A stressed family, an unplanned pregnancy, and a painful, if liberating, awakening from the author of the lauded memoir Her. This is the story of one woman's look at the difficult choices women in America are forced to make every day, in a nation where policies and a cultural war on women leave them without sufficient agency over their bodies, their futures, and even their hopes for their children's lives.
Parravani never lets us feel that a news item is anything less than terrifyingly, corporeally personal ... Frustratingly, the book feels as if it was rushed through in the midst of one. Evocative passages of language and story, lucid in context and nuance, slam the brakes at potholes in the narrative. Too many phrases are self-consciously poetic and tangled. At times, I wanted to pour Parravani a cup of tea or a third-trimester glass of wine and ask what she means, to tease out deeper analysis from the layers of emotion disguising it, dressing up half-thoughts in literary flourishes, or tossing a silk scarf of vanity over all she has so valuably bared ... But in the end, what she has to tell us, and what she is capable of making us feel, outweighs my irritation. What she has done is dissect the complexity of choice, how our own trauma and relationships inform it, as well as policy and access. She reveals the cost to us all when we fail to openly personalize the politics of abortion in America.
Ultimately, Parravani is interested in how individual women make reproductive choices in the face of complex geographical, medical and financial circumstances. In tangible and heartbreaking ways, she illustrates how each of these things impacts both her already born daughters and her soon-to-arrive son. In particular, the medical care she receives in West Virginia makes this reviewer cringe ... Parravani carefully situates her narrative in the context of reproductive journalism and research ... What emerges is not simply a portrait of Parravani’s difficult marriage, painful health issues and stressful financial burdens, but a complex picture of the unsayable circumstances that shape one woman’s relationship to her body, to her choice to have children or not, and to the cost of that decision. In saying the unsayable, Parravani is unflinching and brave, offering a sometimes brutal yet undeniably powerful testimony of the mundane and tragic conditions that influence many abortion-seeking women. Parravani does love and want her children, yet the world in which she lives makes it difficult to receive them with open arms without a high personal cost.
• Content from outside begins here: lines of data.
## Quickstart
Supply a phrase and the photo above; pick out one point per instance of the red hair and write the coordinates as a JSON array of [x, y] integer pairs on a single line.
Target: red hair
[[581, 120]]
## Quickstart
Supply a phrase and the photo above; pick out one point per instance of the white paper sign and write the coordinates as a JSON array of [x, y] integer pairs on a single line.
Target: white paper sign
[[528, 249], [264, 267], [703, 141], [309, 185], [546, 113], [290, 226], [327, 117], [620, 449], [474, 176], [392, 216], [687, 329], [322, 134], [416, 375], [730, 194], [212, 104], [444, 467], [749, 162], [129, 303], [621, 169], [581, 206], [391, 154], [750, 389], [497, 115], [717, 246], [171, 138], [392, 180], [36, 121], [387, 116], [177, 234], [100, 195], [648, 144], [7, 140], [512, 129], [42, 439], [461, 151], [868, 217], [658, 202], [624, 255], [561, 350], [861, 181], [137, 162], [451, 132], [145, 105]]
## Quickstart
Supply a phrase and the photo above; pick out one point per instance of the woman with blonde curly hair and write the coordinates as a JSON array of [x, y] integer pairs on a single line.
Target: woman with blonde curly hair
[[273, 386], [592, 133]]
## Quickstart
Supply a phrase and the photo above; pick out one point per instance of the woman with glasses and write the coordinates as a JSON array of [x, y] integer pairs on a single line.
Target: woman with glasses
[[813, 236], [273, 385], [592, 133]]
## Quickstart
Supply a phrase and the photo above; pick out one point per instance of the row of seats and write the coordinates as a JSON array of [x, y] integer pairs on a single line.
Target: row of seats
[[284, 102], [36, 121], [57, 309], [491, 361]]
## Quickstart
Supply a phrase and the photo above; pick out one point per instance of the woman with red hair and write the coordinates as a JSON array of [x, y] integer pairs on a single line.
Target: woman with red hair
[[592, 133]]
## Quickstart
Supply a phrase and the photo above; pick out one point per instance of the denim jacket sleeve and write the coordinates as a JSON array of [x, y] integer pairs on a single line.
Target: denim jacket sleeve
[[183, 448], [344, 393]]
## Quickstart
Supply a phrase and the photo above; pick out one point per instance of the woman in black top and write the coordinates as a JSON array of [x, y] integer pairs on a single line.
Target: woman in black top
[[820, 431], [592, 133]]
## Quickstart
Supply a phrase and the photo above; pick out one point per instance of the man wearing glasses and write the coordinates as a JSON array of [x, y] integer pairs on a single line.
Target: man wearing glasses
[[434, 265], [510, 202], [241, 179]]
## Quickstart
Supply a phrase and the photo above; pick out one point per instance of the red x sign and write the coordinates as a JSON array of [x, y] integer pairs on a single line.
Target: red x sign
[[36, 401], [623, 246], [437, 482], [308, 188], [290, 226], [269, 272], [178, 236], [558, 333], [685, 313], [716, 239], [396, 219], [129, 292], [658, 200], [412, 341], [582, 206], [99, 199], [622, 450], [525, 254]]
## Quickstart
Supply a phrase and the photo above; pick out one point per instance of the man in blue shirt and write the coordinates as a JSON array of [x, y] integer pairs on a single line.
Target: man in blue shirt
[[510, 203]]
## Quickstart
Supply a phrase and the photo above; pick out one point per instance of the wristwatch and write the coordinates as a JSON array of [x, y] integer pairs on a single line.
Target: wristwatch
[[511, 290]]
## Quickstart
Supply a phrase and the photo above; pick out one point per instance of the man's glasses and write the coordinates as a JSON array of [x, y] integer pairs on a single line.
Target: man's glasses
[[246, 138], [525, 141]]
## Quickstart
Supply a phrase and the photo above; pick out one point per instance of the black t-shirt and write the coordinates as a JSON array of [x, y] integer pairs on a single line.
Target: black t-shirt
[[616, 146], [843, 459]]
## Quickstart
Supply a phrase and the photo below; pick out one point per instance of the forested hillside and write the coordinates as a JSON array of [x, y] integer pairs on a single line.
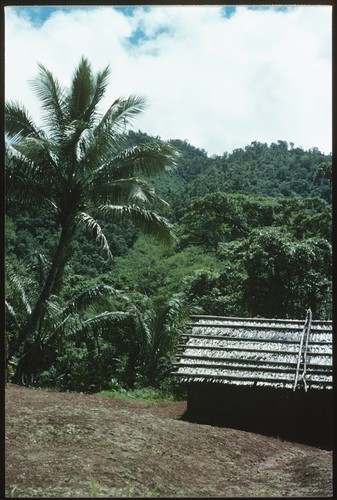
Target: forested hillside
[[253, 238]]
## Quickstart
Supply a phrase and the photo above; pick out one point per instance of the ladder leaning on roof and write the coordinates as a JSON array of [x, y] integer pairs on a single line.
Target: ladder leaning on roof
[[302, 354]]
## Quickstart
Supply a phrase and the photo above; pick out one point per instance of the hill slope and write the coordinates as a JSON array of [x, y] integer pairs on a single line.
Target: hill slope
[[76, 445]]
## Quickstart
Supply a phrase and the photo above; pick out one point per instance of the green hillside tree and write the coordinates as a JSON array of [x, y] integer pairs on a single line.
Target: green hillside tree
[[77, 161]]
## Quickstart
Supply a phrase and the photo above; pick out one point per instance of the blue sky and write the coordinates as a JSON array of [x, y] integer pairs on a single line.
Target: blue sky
[[219, 77]]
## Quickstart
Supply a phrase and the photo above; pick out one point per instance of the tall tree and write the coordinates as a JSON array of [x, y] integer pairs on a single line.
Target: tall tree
[[77, 161]]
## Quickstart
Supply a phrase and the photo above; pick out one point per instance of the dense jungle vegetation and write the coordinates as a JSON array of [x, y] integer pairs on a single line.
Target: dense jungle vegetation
[[252, 238]]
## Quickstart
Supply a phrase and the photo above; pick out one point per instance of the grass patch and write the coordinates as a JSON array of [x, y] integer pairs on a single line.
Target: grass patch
[[143, 395]]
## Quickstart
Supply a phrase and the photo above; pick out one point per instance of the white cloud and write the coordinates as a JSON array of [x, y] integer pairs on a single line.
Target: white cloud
[[218, 82]]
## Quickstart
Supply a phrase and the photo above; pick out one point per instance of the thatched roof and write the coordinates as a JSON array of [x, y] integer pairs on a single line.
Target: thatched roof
[[280, 353]]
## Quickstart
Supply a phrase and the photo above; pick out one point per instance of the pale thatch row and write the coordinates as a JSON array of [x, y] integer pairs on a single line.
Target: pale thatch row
[[257, 352]]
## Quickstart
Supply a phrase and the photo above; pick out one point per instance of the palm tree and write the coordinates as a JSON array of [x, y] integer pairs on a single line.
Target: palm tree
[[84, 315], [77, 161]]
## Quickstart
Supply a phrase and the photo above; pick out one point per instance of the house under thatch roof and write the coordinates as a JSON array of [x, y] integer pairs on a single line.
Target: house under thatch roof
[[266, 375]]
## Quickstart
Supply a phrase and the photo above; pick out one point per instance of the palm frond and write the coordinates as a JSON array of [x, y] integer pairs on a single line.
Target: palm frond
[[149, 159], [25, 182], [147, 221], [95, 230], [129, 190], [99, 88], [18, 123], [105, 321], [52, 97], [90, 296], [81, 91], [85, 142], [121, 114]]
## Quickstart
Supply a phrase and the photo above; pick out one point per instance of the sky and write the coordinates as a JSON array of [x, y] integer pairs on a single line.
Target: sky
[[218, 77]]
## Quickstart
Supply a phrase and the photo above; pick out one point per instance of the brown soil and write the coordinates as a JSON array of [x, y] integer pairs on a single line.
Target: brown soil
[[77, 445]]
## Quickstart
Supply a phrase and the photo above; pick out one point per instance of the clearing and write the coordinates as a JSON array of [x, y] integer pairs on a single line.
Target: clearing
[[80, 445]]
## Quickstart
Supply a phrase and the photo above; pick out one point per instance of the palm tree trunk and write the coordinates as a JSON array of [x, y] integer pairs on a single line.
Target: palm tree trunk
[[21, 343]]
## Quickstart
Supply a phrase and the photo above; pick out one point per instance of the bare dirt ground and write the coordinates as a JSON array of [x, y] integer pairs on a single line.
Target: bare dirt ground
[[77, 445]]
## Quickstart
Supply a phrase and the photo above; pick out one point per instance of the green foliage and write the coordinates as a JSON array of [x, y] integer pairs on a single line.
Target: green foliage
[[285, 277], [254, 238]]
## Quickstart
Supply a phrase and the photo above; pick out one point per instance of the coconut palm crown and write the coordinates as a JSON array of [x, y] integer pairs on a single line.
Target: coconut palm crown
[[76, 161]]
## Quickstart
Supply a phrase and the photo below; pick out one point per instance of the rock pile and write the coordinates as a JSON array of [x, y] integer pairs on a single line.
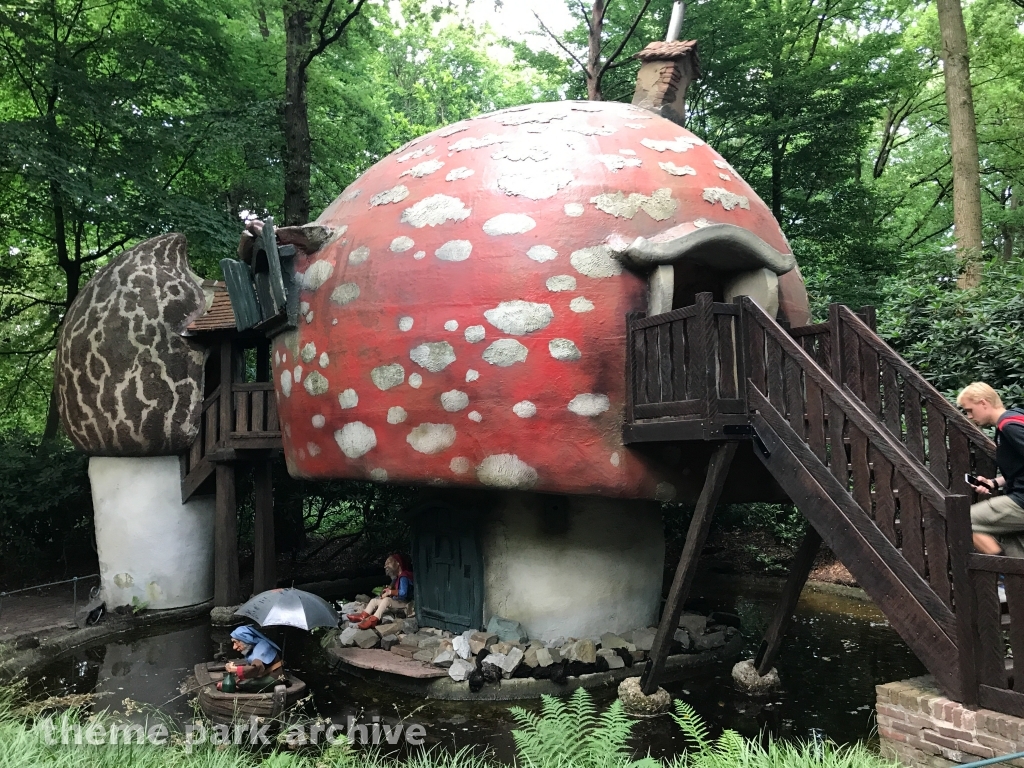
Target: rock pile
[[505, 650]]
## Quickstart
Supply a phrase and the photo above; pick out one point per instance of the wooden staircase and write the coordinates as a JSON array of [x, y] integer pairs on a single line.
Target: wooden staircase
[[869, 453]]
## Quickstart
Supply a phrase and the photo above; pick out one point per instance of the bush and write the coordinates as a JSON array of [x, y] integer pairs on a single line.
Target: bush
[[45, 504]]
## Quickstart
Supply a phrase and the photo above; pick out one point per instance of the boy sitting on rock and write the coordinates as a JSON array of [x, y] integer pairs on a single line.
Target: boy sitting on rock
[[395, 597]]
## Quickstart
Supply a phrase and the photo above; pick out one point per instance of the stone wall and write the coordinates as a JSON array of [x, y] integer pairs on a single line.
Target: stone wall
[[919, 726]]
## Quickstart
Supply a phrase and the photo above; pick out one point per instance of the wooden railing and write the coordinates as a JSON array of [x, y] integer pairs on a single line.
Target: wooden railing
[[904, 538]]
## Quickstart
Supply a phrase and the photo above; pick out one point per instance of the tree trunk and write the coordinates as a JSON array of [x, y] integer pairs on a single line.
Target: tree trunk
[[298, 155], [594, 51], [964, 140]]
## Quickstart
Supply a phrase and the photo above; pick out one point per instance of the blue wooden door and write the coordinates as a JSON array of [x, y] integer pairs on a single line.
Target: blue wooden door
[[449, 570]]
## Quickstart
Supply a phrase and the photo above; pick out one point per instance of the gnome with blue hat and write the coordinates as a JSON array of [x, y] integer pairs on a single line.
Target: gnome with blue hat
[[263, 667]]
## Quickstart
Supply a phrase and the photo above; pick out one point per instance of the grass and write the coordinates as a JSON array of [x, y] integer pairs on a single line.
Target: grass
[[567, 733]]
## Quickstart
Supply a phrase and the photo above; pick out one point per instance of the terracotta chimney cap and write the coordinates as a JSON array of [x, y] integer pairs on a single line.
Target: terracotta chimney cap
[[663, 51]]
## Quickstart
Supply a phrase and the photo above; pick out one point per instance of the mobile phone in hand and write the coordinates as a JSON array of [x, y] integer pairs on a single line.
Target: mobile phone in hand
[[975, 480]]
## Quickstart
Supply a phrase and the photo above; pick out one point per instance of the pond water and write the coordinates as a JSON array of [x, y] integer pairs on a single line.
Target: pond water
[[836, 651]]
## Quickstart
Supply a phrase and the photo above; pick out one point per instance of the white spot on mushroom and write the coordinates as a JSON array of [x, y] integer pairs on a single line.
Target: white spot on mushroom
[[423, 169], [455, 250], [454, 400], [386, 377], [316, 274], [433, 355], [345, 293], [431, 438], [595, 262], [394, 195], [563, 349], [435, 210], [355, 439], [659, 205], [457, 174], [519, 317], [676, 170], [524, 410], [728, 200], [416, 154], [681, 143], [505, 352], [539, 184], [665, 492], [560, 283], [509, 223], [589, 404], [507, 471], [615, 163], [542, 253], [315, 383], [400, 245]]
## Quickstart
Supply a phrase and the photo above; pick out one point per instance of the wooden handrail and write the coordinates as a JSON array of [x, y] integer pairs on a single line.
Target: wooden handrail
[[919, 382], [886, 444]]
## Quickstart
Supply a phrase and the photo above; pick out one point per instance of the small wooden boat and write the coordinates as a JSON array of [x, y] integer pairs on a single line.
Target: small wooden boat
[[227, 708]]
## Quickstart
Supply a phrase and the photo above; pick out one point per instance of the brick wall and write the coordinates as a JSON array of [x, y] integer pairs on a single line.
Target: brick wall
[[921, 727]]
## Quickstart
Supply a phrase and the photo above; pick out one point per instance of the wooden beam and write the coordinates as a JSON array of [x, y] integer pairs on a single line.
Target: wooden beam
[[803, 561], [718, 469], [226, 590], [265, 554]]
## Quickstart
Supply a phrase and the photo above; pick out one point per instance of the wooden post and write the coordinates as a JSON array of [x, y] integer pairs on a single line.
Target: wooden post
[[718, 468], [264, 552], [801, 567], [226, 590]]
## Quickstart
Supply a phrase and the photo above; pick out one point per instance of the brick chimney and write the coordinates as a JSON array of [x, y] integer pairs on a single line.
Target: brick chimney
[[666, 72]]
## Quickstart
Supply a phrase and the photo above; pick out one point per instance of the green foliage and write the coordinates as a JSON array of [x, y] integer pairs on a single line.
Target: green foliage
[[954, 337], [45, 507], [571, 733]]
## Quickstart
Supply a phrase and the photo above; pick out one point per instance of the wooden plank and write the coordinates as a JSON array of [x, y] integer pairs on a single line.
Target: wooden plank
[[885, 500], [226, 589], [989, 651], [718, 469], [665, 364], [727, 387], [937, 457], [803, 561], [795, 396], [679, 360], [675, 408], [264, 551], [815, 421], [911, 526], [923, 622], [914, 421], [861, 472], [892, 400]]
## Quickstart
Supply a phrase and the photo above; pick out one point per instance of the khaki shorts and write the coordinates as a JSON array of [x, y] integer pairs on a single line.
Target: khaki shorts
[[1001, 517]]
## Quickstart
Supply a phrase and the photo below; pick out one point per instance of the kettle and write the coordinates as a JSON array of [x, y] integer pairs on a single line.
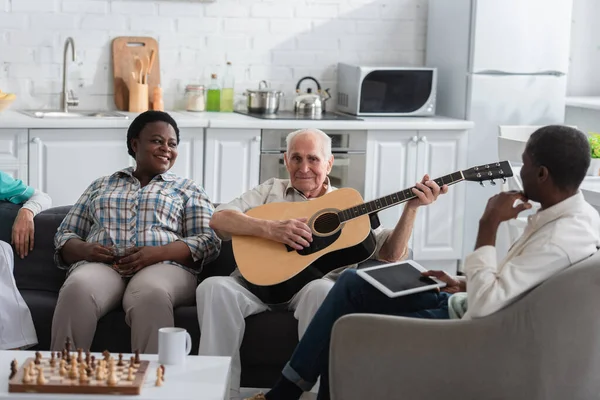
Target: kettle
[[310, 103]]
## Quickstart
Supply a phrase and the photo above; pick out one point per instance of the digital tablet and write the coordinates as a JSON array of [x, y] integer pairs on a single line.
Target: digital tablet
[[400, 278]]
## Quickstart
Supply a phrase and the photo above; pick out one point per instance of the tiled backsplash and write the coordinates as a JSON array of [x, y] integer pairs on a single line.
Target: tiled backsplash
[[276, 40]]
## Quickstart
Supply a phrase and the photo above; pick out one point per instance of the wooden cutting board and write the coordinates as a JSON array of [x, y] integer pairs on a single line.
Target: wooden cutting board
[[124, 50]]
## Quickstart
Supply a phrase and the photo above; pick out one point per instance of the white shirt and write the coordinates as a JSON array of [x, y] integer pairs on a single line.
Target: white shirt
[[553, 240], [281, 190], [38, 202]]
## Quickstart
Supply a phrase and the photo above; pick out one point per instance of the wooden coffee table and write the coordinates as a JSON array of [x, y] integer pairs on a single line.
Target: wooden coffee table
[[200, 378]]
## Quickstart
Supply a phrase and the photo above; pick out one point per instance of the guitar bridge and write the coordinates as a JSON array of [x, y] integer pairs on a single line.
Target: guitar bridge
[[319, 243]]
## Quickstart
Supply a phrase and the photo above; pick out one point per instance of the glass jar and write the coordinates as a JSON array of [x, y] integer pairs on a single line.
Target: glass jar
[[194, 98]]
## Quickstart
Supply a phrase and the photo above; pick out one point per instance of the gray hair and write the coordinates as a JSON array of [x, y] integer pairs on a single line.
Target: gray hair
[[325, 140]]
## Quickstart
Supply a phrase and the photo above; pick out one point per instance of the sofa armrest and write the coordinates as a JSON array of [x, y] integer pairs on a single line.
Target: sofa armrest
[[386, 357]]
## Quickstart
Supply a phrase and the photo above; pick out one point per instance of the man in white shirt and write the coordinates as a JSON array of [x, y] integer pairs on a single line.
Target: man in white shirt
[[224, 302], [16, 325], [563, 232]]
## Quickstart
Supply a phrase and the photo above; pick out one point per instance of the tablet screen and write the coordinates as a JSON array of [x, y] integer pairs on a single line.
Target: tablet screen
[[400, 277]]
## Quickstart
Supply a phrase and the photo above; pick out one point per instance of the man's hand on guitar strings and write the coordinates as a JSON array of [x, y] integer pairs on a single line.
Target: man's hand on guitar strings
[[293, 232], [504, 206], [427, 191]]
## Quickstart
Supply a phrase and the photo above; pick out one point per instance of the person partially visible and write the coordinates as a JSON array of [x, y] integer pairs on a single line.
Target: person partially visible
[[137, 238], [563, 232], [16, 326]]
... luminous, complex ... proves a welcome addition to women’s narratives with its willingness to address poverty, sexuality, spirituality, and the difficult choices women are forced to make when navigating oppressive systems ... In a time when the wars waged on women’s sexual bodies are happening in multiple, intersecting ways, especially through individual organizations and agencies’ attempts to stop women from asking for or receiving what they are legally allowed to request, Parravani’s story is cautionary and a call to action; as personal as it is political.